L’air de Québec l’incitait à la coquetterie. Alors qu’à Limerick elle portait des robes plus simples et n’éprouvait pas le besoin d’en changer, ici, son regard caressait avec convoitise les gravures représentant d’extraordinaires toilettes de bal. Elle imaginait, approuvait, s’étonnait de prendre tant de goût à des choses aussi futiles. Cette gravité dans l’habillement était, à coup sûr, le signe d’une convalescence inespérée, d’un merveilleux retour aux origines. Était-ce une question de lumière, de climat ? Elle se trouvait plus jeune, plus légère.
- Mon Dieu ! s’exclama Ophélia, je sens que je vais adorer Québec.
Leur itinéraire les entraîna sur les quais, au bord du fleuve avant de rentrer. Tout est si paisible, l’eau clapote à peine, la ville de Québec est là, resplendissante, calme, malgré les nombreux passants. Jamais ils ne pouvaient croire qu’en Irlande une épidémie sévissait, que des humains tombaient et mouraient.

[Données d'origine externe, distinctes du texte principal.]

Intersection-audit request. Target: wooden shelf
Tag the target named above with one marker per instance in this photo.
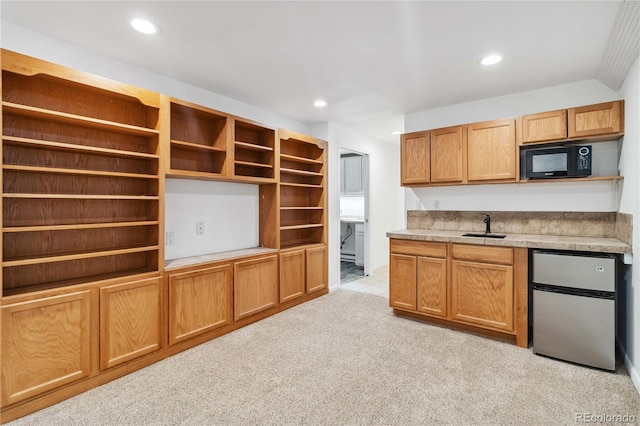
(80, 196)
(40, 228)
(197, 146)
(301, 172)
(300, 159)
(585, 179)
(59, 146)
(77, 120)
(252, 147)
(302, 185)
(76, 281)
(76, 256)
(51, 170)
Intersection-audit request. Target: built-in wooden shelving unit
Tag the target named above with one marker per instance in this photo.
(80, 195)
(199, 141)
(302, 190)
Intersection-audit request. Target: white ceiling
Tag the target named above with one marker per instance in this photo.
(372, 61)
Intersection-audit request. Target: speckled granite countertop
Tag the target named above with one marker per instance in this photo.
(216, 257)
(558, 242)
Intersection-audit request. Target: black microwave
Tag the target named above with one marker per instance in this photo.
(558, 162)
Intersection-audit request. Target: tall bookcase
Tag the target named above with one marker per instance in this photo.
(81, 192)
(303, 195)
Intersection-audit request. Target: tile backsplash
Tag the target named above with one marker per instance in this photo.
(582, 224)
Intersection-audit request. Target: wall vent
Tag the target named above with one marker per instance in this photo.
(623, 46)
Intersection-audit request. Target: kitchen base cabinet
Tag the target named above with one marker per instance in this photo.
(199, 301)
(46, 343)
(482, 294)
(255, 286)
(292, 275)
(470, 287)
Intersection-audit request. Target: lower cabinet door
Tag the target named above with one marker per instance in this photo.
(46, 344)
(432, 286)
(482, 294)
(255, 286)
(292, 275)
(402, 281)
(317, 269)
(199, 301)
(129, 321)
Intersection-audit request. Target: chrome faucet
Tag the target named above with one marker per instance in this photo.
(487, 221)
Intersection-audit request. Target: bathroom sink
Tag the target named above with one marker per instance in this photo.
(481, 235)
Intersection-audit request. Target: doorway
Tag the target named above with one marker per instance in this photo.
(354, 214)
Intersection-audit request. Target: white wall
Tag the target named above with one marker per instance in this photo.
(386, 204)
(578, 196)
(38, 45)
(229, 212)
(630, 203)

Et tout naturellement, on appréciait cette nouvelle existence, on se contentait de se tenir tous par la main sans rien demander d’autre.
On fit halte au marché Findlay. Les étalages regorgeaient de fruits, de légumes, de poissons, de merveilleuses pâtisseries, des confiseries à vous faire baver… Tout rappelait aux Mitchell les dimanches d’autrefois à Killaloe. Outre les chaudrons de cuivre et les étalages de chandelles en cire placées en rangs d’oignons, il y avait, bien en évidence, des vins de France et d’Espagne, des porcelaines de Chine, du tabac, du café et de la mélasse des Antilles. Sur un comptoir, des fromages de Hollande voisinaient les gruyères de Suisse.

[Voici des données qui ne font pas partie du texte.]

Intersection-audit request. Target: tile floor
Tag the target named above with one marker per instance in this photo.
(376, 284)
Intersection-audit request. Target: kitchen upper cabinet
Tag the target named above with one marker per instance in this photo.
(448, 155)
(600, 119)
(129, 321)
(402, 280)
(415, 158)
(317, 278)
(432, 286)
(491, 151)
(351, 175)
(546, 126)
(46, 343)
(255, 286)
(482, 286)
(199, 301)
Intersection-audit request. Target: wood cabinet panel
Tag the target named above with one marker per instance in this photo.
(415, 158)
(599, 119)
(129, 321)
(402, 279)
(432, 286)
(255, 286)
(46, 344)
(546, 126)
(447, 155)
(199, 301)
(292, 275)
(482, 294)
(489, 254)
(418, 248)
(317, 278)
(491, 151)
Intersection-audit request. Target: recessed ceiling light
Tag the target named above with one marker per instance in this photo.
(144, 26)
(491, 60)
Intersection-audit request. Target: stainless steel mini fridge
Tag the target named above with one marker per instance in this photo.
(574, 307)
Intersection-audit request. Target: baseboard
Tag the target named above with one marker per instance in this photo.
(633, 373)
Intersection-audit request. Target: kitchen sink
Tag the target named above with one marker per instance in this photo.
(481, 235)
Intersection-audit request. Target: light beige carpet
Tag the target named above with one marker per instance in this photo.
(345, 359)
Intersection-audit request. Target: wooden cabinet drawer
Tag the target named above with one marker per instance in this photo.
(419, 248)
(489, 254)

Ah ! les arômes exotiques qu’on retrouvaient instinctivement en approchant les gros sacs de jute remplis de toutes sorte d’épices indiennes.
Ah ! la belle chapelle de Notre-Dame-des-Victoires, en pierres de Beauport, avec son nouveau clocher installé une quarantaine d’années plus tôt. Les dimanches, les Mitchell et les Flynn s’y rendaient. C’était un rituel : en entrant dans le sombre portique de la chapelle, Gaélen plongeait cérémonieusement la main dans le bénitier, et d’un geste délibérément maladroit, arrosait Margie d’eau bénite en s’excusant tout aussi gauchement. Elle cherchait alors à cacher son fou rire en s’essuyant le visage pour que le stratagème échappe à sa mère qui ne tolérait pas les espiègleries à l’heure des dévotions.